What kind of offense will BYU run?
The answer to that question might depend on who ends up becoming the starting quarterback — a drop-back passer or a dual-threat QB.
Jeff Grimes speaks during the press conference introducing him as the new offensive coordinator for the BYU football program in Provo South on Saturday, Dec. 16, 2017. | Adam Fondren, Deseret News
Lamb said it will involve “how the offense shapes up and whether or not we’re looking for a guy that has a tendency to stand taller in the pocket or whether we decide to get a player in there that has a little more ability to extend plays and extend the pocket on his own and put pressure on the defense with his legs. Spring ball in a lot of ways is to answer a lot of those questions. Those questions still exist as of right now.”
The Cougars have a few experienced playmakers returing who will be looking for more production next season, including Freshman All-American tight end Matt Bushman, wide receiver Micah Simon and running backs Ula Tolutau, Squally Canada, Austin Kafentzis and KJ Hall. Meanwhile, BYU is losing some starting offensive linemen, like four-year starting center Tejan Koroma. But Grimes has extensive experience with developing an offensive line, and there are some some promising O-linemen looking for their chance to play.
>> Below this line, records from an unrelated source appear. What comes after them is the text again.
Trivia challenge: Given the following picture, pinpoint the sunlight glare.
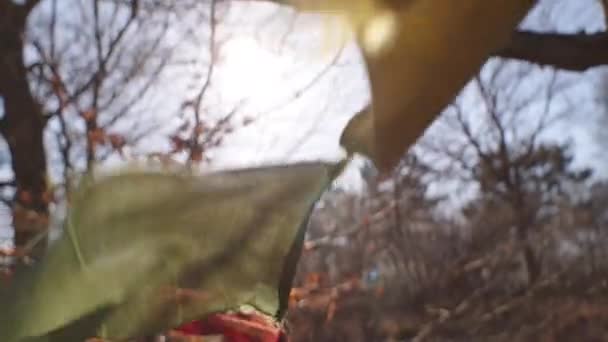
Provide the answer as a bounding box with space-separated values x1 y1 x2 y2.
218 36 289 103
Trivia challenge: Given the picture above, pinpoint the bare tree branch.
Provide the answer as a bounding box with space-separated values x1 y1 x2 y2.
496 30 608 71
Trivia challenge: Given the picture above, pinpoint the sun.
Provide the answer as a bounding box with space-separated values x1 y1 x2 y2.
218 36 289 103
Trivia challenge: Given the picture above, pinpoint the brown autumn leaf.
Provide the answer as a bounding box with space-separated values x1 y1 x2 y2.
80 109 97 122
87 128 106 145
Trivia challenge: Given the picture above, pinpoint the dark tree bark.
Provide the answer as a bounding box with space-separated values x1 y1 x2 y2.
496 31 608 71
0 0 48 264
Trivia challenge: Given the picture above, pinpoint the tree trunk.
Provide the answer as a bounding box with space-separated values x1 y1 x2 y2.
0 0 49 264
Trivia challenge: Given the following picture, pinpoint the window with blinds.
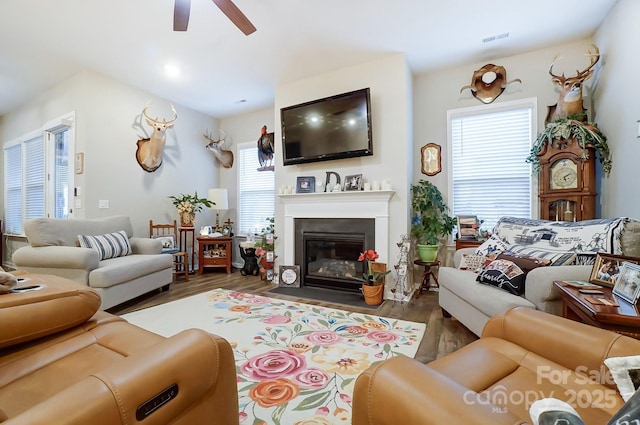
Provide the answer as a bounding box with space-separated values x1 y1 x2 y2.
4 113 74 235
448 99 535 231
237 142 275 234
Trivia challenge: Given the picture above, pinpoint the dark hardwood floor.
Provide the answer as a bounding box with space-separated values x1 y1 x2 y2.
108 270 477 363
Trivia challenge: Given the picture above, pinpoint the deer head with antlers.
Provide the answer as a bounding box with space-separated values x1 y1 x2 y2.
136 101 178 172
204 130 233 168
546 45 600 123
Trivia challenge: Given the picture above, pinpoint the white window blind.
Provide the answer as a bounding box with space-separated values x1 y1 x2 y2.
449 101 535 231
24 136 46 220
238 142 275 234
4 143 22 235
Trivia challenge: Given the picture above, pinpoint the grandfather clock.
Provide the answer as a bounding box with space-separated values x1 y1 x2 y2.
538 138 597 221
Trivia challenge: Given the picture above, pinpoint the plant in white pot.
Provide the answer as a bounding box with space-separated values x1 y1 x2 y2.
411 180 456 262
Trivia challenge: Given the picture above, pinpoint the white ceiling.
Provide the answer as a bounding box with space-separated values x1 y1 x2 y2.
0 0 617 117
BYU suffered an inordinate number of injuries last season, including to starters, and would-be starters like Mangum, tight end Moroni Laulu-Pututau, cornerback Troy Warner and linebacker Matt Hadley.
BYU wide receiver Moroni Laulu-Pututau reaches to make a reception against Mississippi State play in Provo at LaVell Edwards Stadium on Friday, Oct. 14, 2016. | Scott G Winterton, Deseret News
Hadley, who was a senior last season, has been working out with the Cougars during the offseason and is appealing to the NCAA for another year of eligibility.
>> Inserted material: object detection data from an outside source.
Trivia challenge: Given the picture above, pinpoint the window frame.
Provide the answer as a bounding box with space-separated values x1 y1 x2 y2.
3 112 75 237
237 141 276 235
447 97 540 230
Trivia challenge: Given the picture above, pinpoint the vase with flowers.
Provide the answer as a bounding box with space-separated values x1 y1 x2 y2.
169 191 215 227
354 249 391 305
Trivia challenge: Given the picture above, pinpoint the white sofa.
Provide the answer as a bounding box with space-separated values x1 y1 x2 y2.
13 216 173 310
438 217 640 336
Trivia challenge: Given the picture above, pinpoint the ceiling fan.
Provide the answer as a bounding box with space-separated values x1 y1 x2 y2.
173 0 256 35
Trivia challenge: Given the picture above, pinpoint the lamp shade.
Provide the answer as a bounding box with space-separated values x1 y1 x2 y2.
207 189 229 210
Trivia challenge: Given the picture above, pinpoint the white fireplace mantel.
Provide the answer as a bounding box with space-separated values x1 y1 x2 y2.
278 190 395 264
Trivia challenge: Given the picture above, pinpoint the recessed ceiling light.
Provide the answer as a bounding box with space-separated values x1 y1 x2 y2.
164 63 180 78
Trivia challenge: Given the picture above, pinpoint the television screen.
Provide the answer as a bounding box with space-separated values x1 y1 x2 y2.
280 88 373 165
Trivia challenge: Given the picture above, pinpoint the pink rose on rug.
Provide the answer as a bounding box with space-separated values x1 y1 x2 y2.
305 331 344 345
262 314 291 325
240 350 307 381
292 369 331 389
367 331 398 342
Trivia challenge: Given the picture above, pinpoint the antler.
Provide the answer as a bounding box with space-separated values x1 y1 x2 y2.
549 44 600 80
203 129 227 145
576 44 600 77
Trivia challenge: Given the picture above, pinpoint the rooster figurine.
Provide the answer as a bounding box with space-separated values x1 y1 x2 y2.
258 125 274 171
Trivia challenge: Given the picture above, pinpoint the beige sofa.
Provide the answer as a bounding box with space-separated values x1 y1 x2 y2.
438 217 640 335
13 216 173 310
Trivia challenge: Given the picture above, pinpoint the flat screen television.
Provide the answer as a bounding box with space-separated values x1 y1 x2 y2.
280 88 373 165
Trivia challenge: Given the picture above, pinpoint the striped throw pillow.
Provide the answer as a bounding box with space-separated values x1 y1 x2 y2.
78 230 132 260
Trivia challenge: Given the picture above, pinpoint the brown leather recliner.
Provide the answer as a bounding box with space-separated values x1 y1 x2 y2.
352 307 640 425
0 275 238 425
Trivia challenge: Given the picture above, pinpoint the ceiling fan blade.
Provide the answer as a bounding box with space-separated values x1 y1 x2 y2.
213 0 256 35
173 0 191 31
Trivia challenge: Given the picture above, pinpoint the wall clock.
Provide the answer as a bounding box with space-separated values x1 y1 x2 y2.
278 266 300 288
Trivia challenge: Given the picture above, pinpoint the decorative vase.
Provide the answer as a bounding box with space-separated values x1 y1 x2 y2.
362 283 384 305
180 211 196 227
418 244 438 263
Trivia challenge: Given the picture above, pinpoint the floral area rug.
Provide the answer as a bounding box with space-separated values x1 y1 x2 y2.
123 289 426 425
“We feel like there’s a very strong case for that,” Lamb said.
Some will be limited during the spring.
"The best way to categorize it would be those who are competing on a full-speed, full-contact basis and everyone else would be in a limited category. Tanner and Moroni will be limited, participating in procedural offensive installation,” Lamb said.
Running back Ula Tolutau will also be participating in the spring on a limited basis. “He’s still working through some lower leg issues,” Lamb said.
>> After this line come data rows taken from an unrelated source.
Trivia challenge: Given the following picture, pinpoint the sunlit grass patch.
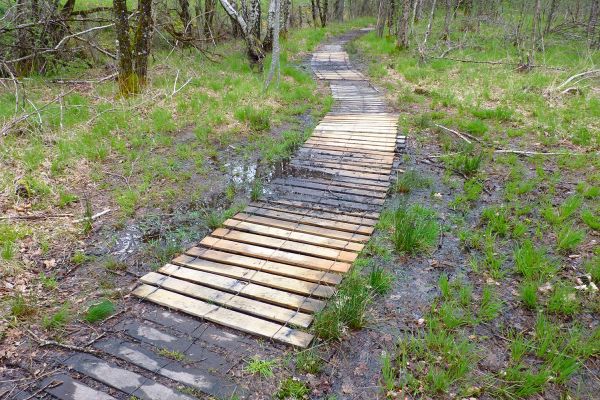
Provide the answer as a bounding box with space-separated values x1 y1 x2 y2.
392 205 441 254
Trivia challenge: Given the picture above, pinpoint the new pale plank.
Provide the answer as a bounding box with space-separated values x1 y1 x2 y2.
133 284 314 348
173 253 341 297
210 228 358 263
197 236 350 272
141 265 313 328
223 216 364 252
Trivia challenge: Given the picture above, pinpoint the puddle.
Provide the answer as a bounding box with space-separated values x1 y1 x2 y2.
110 225 144 261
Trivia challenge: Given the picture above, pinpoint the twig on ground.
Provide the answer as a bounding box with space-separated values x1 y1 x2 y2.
0 88 75 136
26 329 100 354
0 214 73 220
73 208 110 223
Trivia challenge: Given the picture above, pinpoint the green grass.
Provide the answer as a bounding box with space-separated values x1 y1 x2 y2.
392 205 440 254
244 357 277 378
83 300 116 324
394 169 433 193
275 378 310 400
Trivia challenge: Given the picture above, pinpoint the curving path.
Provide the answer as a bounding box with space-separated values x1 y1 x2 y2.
15 28 404 400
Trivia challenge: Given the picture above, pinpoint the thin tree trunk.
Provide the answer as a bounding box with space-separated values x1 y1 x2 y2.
310 0 319 28
265 0 280 89
442 0 452 41
113 0 134 96
204 0 215 37
178 0 192 37
397 0 410 49
133 0 154 87
544 0 560 35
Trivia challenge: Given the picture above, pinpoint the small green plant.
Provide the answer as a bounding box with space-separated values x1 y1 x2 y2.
381 352 396 392
38 272 58 290
392 205 440 254
244 357 277 378
542 195 583 225
368 266 394 294
581 210 600 231
313 303 344 340
104 256 127 272
83 300 116 324
250 178 263 201
158 348 186 361
547 283 580 315
556 225 585 253
478 286 502 322
42 303 71 331
9 293 36 319
394 169 432 193
296 348 323 374
513 240 556 280
275 378 310 400
519 281 538 310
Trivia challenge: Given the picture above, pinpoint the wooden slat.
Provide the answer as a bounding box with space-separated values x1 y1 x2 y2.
197 236 350 272
141 272 313 328
173 253 341 290
233 213 369 246
223 216 364 252
245 207 374 235
158 261 324 313
133 284 314 348
210 228 358 263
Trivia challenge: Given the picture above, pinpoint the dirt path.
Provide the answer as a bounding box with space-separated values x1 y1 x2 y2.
2 32 404 399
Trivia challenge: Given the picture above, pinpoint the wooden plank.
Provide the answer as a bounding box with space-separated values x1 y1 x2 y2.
271 178 386 199
301 143 393 156
272 183 385 205
306 136 396 153
141 265 313 328
133 284 313 348
172 252 341 297
262 199 379 220
223 216 364 252
159 264 328 313
233 213 369 245
292 159 392 178
290 161 390 184
210 228 358 263
195 236 351 272
245 207 374 235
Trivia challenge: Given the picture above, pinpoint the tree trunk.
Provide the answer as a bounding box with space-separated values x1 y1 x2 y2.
396 0 410 49
219 0 265 65
204 0 215 37
587 0 600 45
265 0 280 89
442 0 452 41
544 0 560 35
133 0 154 87
263 0 281 52
333 0 344 21
317 0 329 28
310 0 319 28
375 0 387 37
113 0 139 96
178 0 192 37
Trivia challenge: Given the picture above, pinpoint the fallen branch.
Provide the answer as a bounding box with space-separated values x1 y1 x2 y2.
494 149 582 156
26 329 104 354
556 69 600 90
430 56 565 71
0 88 75 136
73 208 110 223
433 124 479 144
0 214 73 220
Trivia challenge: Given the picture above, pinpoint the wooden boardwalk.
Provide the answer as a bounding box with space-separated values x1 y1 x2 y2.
133 32 404 347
BYU defensive back Zayne Anderson pushes Utah running back Zack Moss out of bounds at LaVell Edwards Stadium in Provo on Saturday, Sept. 9, 2017. | Spenser Heaps, Deseret News
As usual, there are some position changes that will be looked at during the spring.
“We’ve had several on defense that are more experimental in nature as we try to get the best 11 guys on the field,” Lamb said.
Safety Zayne Anderson will be taking reps at outside linebacker, the same position that NFL-bound Fred Warner played last season for the Cougars.
Dayan Ghanwoloku will “take a significant number of reps” at strong safety and Sione Takitaki is moving from defensive end to a boundary linebacker spot.
Newcomers and others who could emerge
BYU defensive back Austin Lee and other players leave the field after losing 40-6 to the Wisconsin Badgers at LaVell Edwards Stadium in Provo on Saturday, Sept. 16, 2017. | Spenser Heaps, Deseret News
There are plenty of young players and transfers who are poised to make their mark at BYU this fall, including offensive linemen Tristen Hoge, a Notre Dame transfer, and Taipe Vaka, James Empey and Brady Christensen; tight end Joe Tukuafu; running back Zach Katoa; wide receiver Tariq Buchanan; linebackers Christian Folau and AJ Lolohea; and defensive linemen Keanu Saleapaga, Wayne Tei-Kirby and Earl Tuioti-Mariner are expected to make an impact.
Meanwhile, several Cougars who sat out last season or saw limited playing time could make significant contributions — defensive linemen Tevita Mo’unga, safety Austin Lee and linebacker Rhett Sandlin.